Miguel Alvareaz of Point St. Lucie, Florida, is a defector for the cause. A self-confessed former marketing rep for Bose who always had a passion for audiophile products, he eventually left the company to develop the Tripoint Troy power product ($8000). Based on a new concept, the device uses passive filtration in the form of magnetism and layers of different materials (brass, copper, and proprietary products) to eliminate and reduce EMI and RFI. Rather than a line conditioner per se—one is in the works—the Troy is a grounding device to which you attach ground wires from the various components in your system. (If a component lacks a ground wire, Miguel can explain how to determine the right place to affix one).

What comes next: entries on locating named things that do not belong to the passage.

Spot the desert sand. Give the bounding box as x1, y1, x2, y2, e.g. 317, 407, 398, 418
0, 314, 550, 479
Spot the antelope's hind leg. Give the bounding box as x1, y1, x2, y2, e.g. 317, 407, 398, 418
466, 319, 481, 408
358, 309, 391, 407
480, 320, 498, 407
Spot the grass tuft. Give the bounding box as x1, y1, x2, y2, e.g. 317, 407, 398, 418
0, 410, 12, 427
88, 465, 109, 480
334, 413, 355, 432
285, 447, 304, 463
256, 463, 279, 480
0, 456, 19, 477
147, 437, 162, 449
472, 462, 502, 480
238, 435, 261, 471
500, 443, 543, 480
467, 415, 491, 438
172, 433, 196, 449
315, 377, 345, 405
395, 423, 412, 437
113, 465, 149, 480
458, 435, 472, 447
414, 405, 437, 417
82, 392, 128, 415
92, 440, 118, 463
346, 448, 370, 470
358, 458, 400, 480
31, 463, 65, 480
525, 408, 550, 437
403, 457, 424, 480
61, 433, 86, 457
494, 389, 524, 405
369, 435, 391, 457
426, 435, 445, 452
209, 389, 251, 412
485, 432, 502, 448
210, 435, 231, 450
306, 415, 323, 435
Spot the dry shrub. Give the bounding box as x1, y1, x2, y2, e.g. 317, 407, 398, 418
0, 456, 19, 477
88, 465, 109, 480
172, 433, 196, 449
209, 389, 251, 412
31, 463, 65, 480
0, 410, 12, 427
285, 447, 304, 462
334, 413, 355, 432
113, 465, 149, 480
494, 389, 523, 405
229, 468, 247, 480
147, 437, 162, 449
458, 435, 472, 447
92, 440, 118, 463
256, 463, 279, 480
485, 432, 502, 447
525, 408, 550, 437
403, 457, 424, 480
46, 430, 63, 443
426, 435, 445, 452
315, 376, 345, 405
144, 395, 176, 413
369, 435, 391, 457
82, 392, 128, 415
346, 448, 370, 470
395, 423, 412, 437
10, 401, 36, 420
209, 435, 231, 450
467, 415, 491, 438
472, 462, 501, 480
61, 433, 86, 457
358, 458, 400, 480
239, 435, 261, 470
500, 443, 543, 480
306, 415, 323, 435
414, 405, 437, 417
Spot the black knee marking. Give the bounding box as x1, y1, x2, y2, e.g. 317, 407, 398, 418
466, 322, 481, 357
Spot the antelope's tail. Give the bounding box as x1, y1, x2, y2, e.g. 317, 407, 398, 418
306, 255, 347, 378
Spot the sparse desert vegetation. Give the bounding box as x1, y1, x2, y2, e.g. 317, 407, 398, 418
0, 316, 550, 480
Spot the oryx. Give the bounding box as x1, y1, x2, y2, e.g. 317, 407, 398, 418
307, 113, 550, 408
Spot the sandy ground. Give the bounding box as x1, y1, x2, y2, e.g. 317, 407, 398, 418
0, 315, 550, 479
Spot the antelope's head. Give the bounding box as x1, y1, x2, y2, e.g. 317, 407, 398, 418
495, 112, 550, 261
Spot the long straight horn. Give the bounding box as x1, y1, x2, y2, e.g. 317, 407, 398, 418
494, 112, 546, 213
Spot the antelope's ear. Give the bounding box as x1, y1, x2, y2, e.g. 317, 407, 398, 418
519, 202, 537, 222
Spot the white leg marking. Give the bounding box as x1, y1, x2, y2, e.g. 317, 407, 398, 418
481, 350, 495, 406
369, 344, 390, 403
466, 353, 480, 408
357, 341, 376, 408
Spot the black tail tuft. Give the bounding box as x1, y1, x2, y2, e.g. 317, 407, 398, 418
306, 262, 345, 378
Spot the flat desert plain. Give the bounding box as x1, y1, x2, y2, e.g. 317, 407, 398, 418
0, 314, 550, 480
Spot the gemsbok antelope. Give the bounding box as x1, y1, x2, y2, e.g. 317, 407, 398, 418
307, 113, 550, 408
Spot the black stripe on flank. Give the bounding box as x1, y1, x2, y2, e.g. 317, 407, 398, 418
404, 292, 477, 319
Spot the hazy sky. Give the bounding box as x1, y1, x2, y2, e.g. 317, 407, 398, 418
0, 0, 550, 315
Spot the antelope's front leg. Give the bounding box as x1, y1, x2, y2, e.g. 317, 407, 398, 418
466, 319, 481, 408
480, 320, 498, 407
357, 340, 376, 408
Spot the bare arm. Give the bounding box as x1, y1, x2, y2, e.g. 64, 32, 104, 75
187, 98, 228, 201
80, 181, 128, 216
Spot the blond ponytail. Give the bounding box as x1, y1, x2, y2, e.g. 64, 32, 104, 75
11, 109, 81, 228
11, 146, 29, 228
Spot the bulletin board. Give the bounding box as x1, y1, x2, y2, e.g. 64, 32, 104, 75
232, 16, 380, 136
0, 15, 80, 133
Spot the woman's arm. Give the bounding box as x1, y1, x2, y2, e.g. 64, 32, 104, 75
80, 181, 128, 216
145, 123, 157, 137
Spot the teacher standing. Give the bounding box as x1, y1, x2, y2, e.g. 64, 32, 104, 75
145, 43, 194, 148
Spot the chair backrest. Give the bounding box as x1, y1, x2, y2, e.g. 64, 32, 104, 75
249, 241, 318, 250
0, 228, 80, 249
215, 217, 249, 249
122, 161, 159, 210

One of the places where Miguel first tried out his unit was at Skyline Studios in NYC. When the resident sound engineer used the Troy to play back rare Sam Cooke master tapes, he declared that he could finally hear things on the tapes that he had never heard over the past 30 years.
The Tripoint Troy employs harmonic tuning to create an extremely neutral, warm sound without any hint of sterility. This unit's cabinet is composed of African bubinga, a high density African wood that is not as wooly sounding as maple. Heard in an expensive system that included a Stibbert Tube CD Player by Goldenote of Italy, MIT speaker wire, and Chario Serendipity loudspeakers, the Troy helped bring out a lovely, inner warmth on a piano recording. That the system sounded as good as it did given that none of the electronics were broken in suggests that the Tripoint Troy is doing something very right.